Entre los muertos hay 12 trabajadores de MSF y 7 pacientes, entre ellos tres niños.

Si el sábado, 3 de octubre, es Zeid Ra’ad Al Hussein, Ato Comisionado de la ONU para los Derechos Humanos, quien califica el bombardeo de EEUU contra un hospital de Médicos Sin Fronteras (MSF), en Kunduz, de posible crimen de guerra, al día siguiente es la propia ONG la que eleva la cifra de víctimas mortales a 22 (12 miembros de MSF y 10 paciente) y exige que se realice “una investigación transparente a cargo de un organismo internacional independiente, ante la clara presunción de que se ha cometido un crimen de guerra”. La “clara presunción” se deduce no sólo de que todas las partes en conflicto estuvieran claramente informadas de la localización del hospital sino, sobre todo del hecho de que el bombardeo “continuara durante más de 30 minutos después de que la autoridades militares de Kabul y Washington fueran informadas por primera vez de que se estaba produciendo el ataque”. Pilar Estébanez, médico y presidenta de la Sociedad Española de Medicina Humanitaria, sostiene en Actualidad Humanitaria.com que Kunduz no ha sido un daño colateral, sino un crimen de guerra. Estas muertes se suman a los más de 120 trabajadores humanitarios que han muerto, desde el verano de 2014, muchos de ellos víctimas de las situaciones de conflicto y la inseguridad, de secuestros o de accidentes de tráfico mientras cumplían con su trabajo. En esta ocasión hay una diferencia importante: estos doce trabajadores han muerto víctimas de un ataque deliberado realizado por fuerzas estadounidenses, a sabiendas de que se trataba de una instalación civil donde sólo había personal civil y pacientes. Según declaran los responsables de MSF, “las autoridades militares conocían de sobra las coordenadas del hospital, e incluso fueron avisados de que estaban bombardeando un hospital en el que no había combatientes. Por tanto, no pueden aceptar que las autoridades hayan calificado esta masacre como trágico incidente, ni las profundas condolencias del presidente Obama, aduciendo la excusa de que buscaban talibanes, puesto que detrás de estas huecas declaraciones no hay más que una intención de eludir las responsabilidades y lograr la impunidad de los culpables”.
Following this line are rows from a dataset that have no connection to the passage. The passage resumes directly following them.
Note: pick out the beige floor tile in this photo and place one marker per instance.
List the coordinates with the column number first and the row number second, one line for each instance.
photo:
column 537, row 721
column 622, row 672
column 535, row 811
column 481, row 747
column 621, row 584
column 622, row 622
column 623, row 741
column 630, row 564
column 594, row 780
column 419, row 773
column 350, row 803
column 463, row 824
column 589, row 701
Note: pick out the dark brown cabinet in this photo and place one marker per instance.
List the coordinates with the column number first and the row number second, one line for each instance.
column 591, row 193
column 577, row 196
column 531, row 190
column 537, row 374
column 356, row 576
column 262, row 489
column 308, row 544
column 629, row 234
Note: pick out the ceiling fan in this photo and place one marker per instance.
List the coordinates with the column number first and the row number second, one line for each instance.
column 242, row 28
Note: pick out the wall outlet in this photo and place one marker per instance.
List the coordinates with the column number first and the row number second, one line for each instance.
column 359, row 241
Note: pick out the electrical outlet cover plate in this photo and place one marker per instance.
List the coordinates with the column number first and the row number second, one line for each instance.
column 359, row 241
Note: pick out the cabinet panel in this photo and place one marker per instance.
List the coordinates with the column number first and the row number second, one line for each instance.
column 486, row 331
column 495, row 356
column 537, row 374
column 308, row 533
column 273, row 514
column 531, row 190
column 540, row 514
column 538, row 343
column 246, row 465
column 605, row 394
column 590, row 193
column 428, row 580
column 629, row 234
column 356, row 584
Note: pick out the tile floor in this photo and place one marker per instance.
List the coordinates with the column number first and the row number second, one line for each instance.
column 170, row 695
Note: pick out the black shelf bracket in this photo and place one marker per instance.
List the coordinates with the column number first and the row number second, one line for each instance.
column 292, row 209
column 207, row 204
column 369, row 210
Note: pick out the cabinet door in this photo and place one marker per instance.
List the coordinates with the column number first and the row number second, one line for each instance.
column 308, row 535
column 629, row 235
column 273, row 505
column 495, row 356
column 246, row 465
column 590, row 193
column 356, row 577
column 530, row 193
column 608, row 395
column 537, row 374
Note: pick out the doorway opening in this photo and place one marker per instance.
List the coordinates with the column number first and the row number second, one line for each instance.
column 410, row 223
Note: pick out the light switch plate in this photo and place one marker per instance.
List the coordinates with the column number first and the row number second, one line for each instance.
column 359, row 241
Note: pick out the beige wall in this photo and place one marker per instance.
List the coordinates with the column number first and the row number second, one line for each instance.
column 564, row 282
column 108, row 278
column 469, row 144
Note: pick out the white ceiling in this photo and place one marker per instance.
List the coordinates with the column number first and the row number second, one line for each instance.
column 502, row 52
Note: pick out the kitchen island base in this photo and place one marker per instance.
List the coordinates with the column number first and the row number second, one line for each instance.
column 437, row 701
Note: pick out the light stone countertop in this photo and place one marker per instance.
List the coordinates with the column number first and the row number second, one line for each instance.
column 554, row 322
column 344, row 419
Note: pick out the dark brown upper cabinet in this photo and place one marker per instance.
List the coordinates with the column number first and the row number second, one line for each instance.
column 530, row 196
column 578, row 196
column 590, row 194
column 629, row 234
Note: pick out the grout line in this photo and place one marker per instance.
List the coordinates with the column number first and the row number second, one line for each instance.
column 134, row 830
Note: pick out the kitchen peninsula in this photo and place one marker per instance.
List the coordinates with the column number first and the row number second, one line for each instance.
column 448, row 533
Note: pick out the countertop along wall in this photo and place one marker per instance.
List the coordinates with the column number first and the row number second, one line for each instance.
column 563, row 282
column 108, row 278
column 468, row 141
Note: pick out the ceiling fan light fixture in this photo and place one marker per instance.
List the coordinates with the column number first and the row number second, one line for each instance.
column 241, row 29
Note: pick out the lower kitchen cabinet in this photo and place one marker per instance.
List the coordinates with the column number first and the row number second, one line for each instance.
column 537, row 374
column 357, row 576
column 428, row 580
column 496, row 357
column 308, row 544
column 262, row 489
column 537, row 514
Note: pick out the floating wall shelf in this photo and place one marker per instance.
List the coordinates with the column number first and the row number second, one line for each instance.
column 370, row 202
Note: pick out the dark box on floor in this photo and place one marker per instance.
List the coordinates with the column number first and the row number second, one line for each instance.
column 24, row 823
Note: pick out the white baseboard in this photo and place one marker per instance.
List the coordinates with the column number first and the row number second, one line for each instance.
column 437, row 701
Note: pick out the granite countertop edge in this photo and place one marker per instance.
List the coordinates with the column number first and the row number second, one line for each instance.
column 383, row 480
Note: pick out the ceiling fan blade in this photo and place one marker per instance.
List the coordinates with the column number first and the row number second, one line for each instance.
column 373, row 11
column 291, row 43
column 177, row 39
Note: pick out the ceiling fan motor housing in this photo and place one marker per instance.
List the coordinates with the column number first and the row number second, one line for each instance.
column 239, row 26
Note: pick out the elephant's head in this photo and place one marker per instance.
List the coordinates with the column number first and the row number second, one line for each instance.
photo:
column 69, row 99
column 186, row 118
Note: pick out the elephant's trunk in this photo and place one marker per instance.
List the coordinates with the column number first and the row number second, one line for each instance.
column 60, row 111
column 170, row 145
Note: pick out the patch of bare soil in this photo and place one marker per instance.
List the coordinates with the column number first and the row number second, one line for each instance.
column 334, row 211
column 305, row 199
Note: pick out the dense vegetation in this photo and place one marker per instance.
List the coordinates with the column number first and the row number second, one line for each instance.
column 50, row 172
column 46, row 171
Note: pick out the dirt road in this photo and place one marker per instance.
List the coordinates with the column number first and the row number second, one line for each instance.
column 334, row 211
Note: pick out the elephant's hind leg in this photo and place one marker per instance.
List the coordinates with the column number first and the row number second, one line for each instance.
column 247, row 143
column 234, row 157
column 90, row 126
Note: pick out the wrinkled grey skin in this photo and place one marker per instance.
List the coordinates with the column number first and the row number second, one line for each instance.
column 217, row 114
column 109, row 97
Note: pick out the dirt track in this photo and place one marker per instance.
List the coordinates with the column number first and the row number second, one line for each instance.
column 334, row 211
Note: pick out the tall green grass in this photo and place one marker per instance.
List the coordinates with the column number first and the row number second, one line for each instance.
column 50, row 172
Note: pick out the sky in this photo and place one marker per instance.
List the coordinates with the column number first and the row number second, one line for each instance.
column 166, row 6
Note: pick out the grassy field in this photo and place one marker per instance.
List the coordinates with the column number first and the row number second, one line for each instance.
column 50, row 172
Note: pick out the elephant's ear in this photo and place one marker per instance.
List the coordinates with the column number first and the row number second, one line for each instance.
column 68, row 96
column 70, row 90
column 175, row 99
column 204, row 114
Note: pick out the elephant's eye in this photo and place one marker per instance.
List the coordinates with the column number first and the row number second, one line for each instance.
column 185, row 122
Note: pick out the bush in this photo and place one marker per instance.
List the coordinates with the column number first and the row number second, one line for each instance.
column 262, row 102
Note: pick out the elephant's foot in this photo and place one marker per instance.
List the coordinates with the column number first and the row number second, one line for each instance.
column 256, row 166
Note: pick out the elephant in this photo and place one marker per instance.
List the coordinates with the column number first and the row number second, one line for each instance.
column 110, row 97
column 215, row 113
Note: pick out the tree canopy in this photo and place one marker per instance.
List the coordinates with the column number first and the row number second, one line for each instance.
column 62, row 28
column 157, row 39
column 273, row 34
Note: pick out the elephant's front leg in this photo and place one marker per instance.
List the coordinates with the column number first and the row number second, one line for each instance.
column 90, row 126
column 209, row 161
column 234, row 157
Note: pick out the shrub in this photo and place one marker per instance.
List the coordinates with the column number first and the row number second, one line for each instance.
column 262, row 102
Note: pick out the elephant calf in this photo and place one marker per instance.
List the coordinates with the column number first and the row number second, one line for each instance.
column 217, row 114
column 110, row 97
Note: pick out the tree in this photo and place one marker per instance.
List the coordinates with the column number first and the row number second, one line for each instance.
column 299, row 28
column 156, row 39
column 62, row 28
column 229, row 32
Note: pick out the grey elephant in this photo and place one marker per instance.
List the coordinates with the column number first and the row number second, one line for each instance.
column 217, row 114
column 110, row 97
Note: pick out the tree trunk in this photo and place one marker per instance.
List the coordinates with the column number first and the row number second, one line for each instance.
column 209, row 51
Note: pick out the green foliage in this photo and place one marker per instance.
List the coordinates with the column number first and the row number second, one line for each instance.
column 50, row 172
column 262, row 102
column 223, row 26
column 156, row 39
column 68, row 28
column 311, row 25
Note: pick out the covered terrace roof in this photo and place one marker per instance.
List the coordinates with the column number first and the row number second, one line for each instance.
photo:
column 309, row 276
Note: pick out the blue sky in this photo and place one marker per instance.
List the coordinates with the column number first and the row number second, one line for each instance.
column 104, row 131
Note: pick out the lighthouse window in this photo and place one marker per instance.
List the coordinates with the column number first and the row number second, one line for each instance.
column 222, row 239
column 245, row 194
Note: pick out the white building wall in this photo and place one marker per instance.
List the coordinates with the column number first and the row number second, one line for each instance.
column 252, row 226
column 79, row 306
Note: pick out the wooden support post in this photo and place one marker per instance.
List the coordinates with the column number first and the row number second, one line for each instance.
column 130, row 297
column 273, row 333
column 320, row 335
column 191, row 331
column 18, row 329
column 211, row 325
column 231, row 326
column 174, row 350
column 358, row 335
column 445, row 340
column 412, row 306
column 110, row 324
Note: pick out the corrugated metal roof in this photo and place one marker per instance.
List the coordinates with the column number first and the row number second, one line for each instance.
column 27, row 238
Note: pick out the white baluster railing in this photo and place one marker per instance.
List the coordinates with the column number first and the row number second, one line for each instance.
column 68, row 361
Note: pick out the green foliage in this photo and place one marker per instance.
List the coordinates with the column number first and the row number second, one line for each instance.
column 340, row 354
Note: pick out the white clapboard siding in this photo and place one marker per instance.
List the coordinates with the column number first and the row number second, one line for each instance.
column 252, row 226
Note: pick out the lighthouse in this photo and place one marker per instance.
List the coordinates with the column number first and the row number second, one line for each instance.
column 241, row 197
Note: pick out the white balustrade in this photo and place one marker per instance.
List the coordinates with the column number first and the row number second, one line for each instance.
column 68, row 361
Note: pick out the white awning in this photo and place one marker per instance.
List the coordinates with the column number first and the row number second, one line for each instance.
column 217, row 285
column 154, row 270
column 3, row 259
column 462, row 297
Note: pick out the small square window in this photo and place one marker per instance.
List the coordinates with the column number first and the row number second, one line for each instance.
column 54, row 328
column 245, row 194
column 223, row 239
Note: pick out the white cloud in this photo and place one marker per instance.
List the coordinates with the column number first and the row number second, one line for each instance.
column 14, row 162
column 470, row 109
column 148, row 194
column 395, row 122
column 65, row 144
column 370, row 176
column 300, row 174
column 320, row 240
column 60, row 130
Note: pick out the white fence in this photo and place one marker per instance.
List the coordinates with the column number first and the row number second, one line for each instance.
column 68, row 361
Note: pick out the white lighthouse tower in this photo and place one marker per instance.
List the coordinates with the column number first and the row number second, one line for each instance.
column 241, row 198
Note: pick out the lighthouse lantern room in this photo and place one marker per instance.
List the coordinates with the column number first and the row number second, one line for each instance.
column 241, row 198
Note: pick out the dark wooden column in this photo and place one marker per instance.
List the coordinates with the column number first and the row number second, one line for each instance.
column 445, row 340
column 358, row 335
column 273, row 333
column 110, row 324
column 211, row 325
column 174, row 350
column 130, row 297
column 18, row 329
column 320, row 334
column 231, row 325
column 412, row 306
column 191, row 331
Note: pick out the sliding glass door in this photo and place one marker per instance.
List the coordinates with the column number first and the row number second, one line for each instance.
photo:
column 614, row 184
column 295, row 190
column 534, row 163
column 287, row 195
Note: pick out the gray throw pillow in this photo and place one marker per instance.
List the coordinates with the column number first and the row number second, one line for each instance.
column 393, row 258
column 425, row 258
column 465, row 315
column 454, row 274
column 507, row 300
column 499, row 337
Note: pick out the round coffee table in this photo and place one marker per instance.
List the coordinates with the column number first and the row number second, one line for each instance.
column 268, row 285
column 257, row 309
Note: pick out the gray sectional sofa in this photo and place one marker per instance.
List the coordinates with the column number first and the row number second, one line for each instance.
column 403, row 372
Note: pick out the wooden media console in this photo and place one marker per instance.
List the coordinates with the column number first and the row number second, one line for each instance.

La aviación norteamericana anuncia una investigación de estos “daños colaterales.

Obama declara que va a esperar a tener todos los resultados de las investigaciones antes de hacer un juicio definitivo sobre “las circunstancias de la tragedia”. Ban Ki-Moon, secretario general de Naciones Unidas, exige también una investigación “imparcial” que exija responsabilidades. Pero ¿quién va a investigar? ¿Estados Unidos? Ya tenemos experiencia en sucesos similares y en investigaciones de incidentes parecidos y sabemos cuáles han sido los resultados: la impunidad que Estados Unidos garantiza a sus fuerzas militares cuando actúan en el extranjero. Las leyes humanitarias, el Derecho Internacional Humanitario, como recordó el secretario general de la ONU, protegen explícitamente los hospitales y el personal médico. En esta ocasión, se ha violado deliberadamente una ley internacional. Se trata, por tanto, de un acto criminal que debe ser juzgado sin dilaciones. Un representante de Alto Comisionado de Naciones Unidas para los Derechos Humanos coincide con Ban Ki-Moon en la exigencia de una investigación y añade que el ataque puede ser considerado como “un acto criminal”. “Los agentes militares internacionales y afganos tienen la obligación de respetar y proteger a los civiles en todo momento y las instalaciones médicas y sus profesionales son objeto de protecciones especiales”, afirma su director, Zeid Ra’ad Al Hussein, en un comunicado. “Estas obligaciones deben aplicarse independientemente de qué fuerzas están implicadas y cuál sea su localización”. El ataque de los yanquis, aunque sea bajo el paraguas de la OTAN, supone una de las más graves violaciones del Derecho Internacional Humanitario desde la creación de la ONU y la proclamación de las Leyes Humanitarias, perpetrado por fuerzas militares, sin un contexto de atentado terrorista ni de grupos rebeldes en batalla.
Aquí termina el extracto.